Notifications
Clear all

[Closed] Challenge! and Fun 🙂

Here is another version, a mix of heuristic and brute force.

As far as I could test it produces 100% perfect results.

finditem() and amax() are heavily reduced so the times are considerably faster than the brute force alone.

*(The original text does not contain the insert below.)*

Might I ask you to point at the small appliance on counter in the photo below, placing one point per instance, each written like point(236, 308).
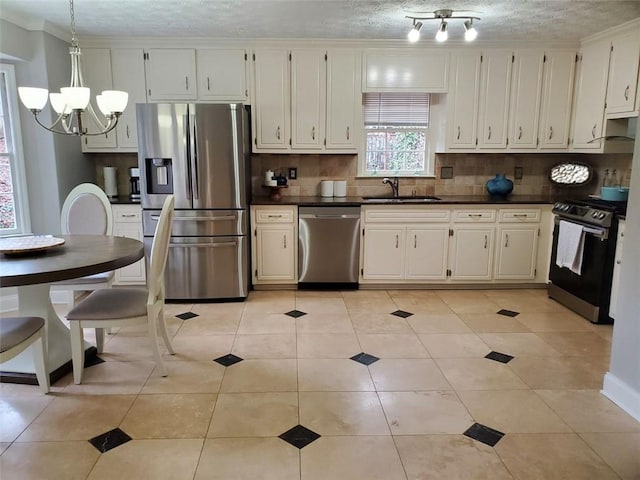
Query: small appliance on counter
point(134, 183)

fn DistributePointsInShapes5 splines points:0 =
(
	fn SortBySegment a b = if a[4]>b[4] then -1 else if a[4]<b[4] then 1 else if a[3]>b[3] then -1 else if a[3]<b[3] then 1 else 0
	fn SortByLength a b = if b[3]<a[3] then -1 else if b[3]>a[3] then 1 else 0

	d = 0.0
	r = for j in splines collect
	(
		l = (curvelength j) as double
		d += l
		#(j, 0, l)
	)
	
	if points <= r.count do
	(
		qsort r SortByLength
		for j = 1 to points do r[j][2] = 1
		return r
	)
	
	avg = d / points
	missed = points
	for j in r do
	(
		if (j[3] / avg) < 1 do
		(
			d -= j[3]
			points -= 1
		)
	)
	
	avg = d / points
	for j in r do
	(
		j[2] = amax 1 (int (j[3] / avg))
		j[4] = j[3] / (j[2]+1)
		missed -= j[2]
	)
	
	qsort r SortBySegment

	l = for j = 1 to missed collect r[j][4]

	for j = 1 to missed do
	(
		idx = finditem l (amax l)
		r[idx][2] += 1
		l[idx] = r[idx][3] / (r[idx][2]+1)
	)
	return r
)

beads:10000000 >> threads:10000 >> time:472ms heap:3375880L

1 Reply
(@denist)
Joined: 11 months ago

Posts: 0

we should public a book – “Beads and Threads: Beyond Infinity” ©

Why not? If we ever find a solution for this.
Although we have 2 working approaches, this is still unsolved for me.

I would think someone must have done some work in this area, but I could not find any literature. Perhaps not specific for splines, but it would be the same for areas or buckets and balls.